Bug 129846 - wrong attach counter of IPC shared memory.
Summary: wrong attach counter of IPC shared memory.
Keywords:
Status: CLOSED WONTFIX
Alias: None
Product: Red Hat Enterprise Linux 3
Classification: Red Hat
Component: kernel
Version: 3.0
Hardware: i386
OS: Linux
medium
high
Target Milestone: ---
Assignee: Dave Anderson
QA Contact:
URL:
Whiteboard:
Depends On:
Blocks:
TreeView+ depends on / blocked
 
Reported: 2004-08-13 10:10 UTC by Fabrizio Muscarella
Modified: 2007-11-30 22:07 UTC (History)
5 users (show)

Fixed In Version:
Doc Type: Bug Fix
Doc Text:
Clone Of:
Environment:
Last Closed: 2007-10-19 19:20:49 UTC
Target Upstream Version:
Embargoed:


Attachments (Terms of Use)
see bug description (2.33 KB, text/plain)
2004-08-13 10:11 UTC, Fabrizio Muscarella
no flags Details
This attachment contains Code altered in various functions in shm.c (7.12 KB, text/plain)
2005-04-02 05:53 UTC, Srividhya
no flags Details

Description Fabrizio Muscarella 2004-08-13 10:10:16 UTC
Description of problem:

I observe a problem in some program's that use 'mprotect' to protect
shared memory. The type of shared memory is IPC shared memory.

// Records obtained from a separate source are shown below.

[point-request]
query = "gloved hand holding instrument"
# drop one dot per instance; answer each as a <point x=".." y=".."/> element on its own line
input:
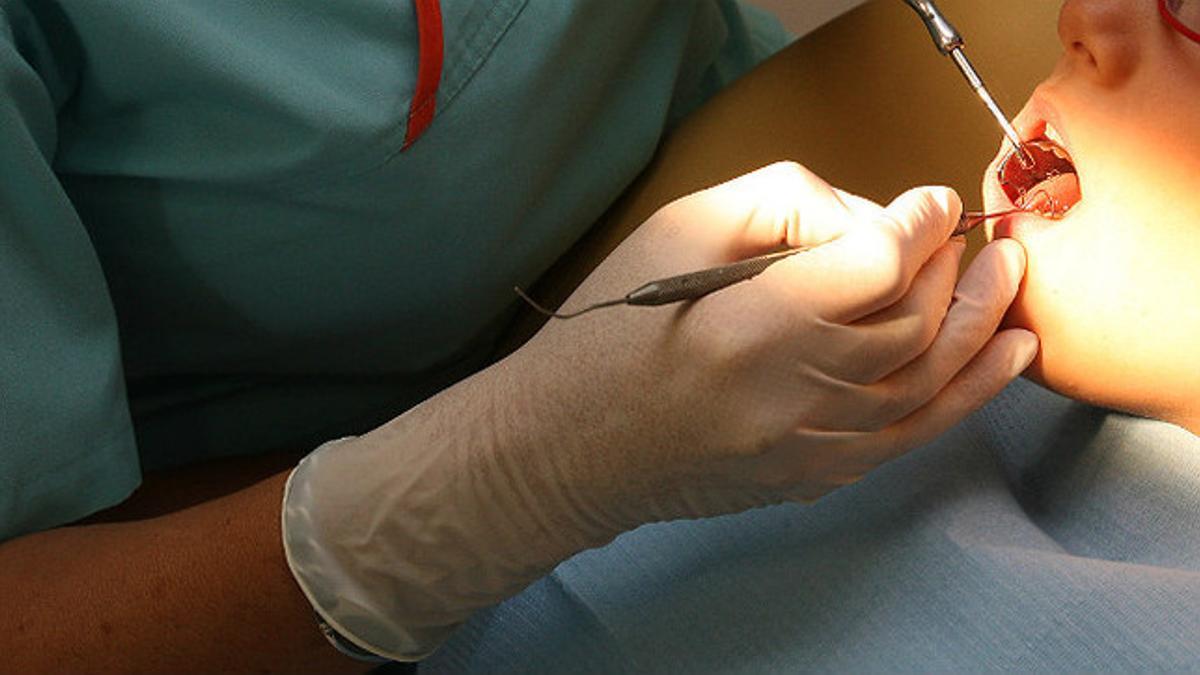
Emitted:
<point x="784" y="387"/>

Version-Release number of selected component (if applicable):
I tested on different versions RHEL 3, 2.1, fedora core 2 and the same
error are reproduceable in every system. 


How reproducible:
To reproduce the error just use the attached program

 

Steps to Reproduce:
1. Compile it with 'gcc -o ipc_bug main.c' and 
2. Start the program ./ipc_bug.
3. Then in a separate console just call 'ipcs -m' or 'cat   
/proc/sysvipc/shm.
  
Actual results:
You will observe the 'nattch' column is equal to the number of call to
'mprotect', so if mprotect is called 20 times
the 'nattch' value is 21 (1 for the real attach process)

Expected results:
Should be 1.

Additional info:
This value is important for some program because they check this 
value and if the value aren't 0 the don't remove the Shared Memory
Segment.

Comment 1 Fabrizio Muscarella 2004-08-13 10:11:43 UTC
Created attachment 102691 [details]
see bug description

Comment 2 Srividhya 2005-04-02 05:53:33 UTC
Created attachment 112609 [details]
This attachment contains Code altered in various functions in shm.c

This attachment is a plain text which contains the code altered in shm_inc() ,
shmat() , shm_close() routines.

The bug description says that when ever mprotect is used to protect the shared
memory the nattch counter shows wrong values.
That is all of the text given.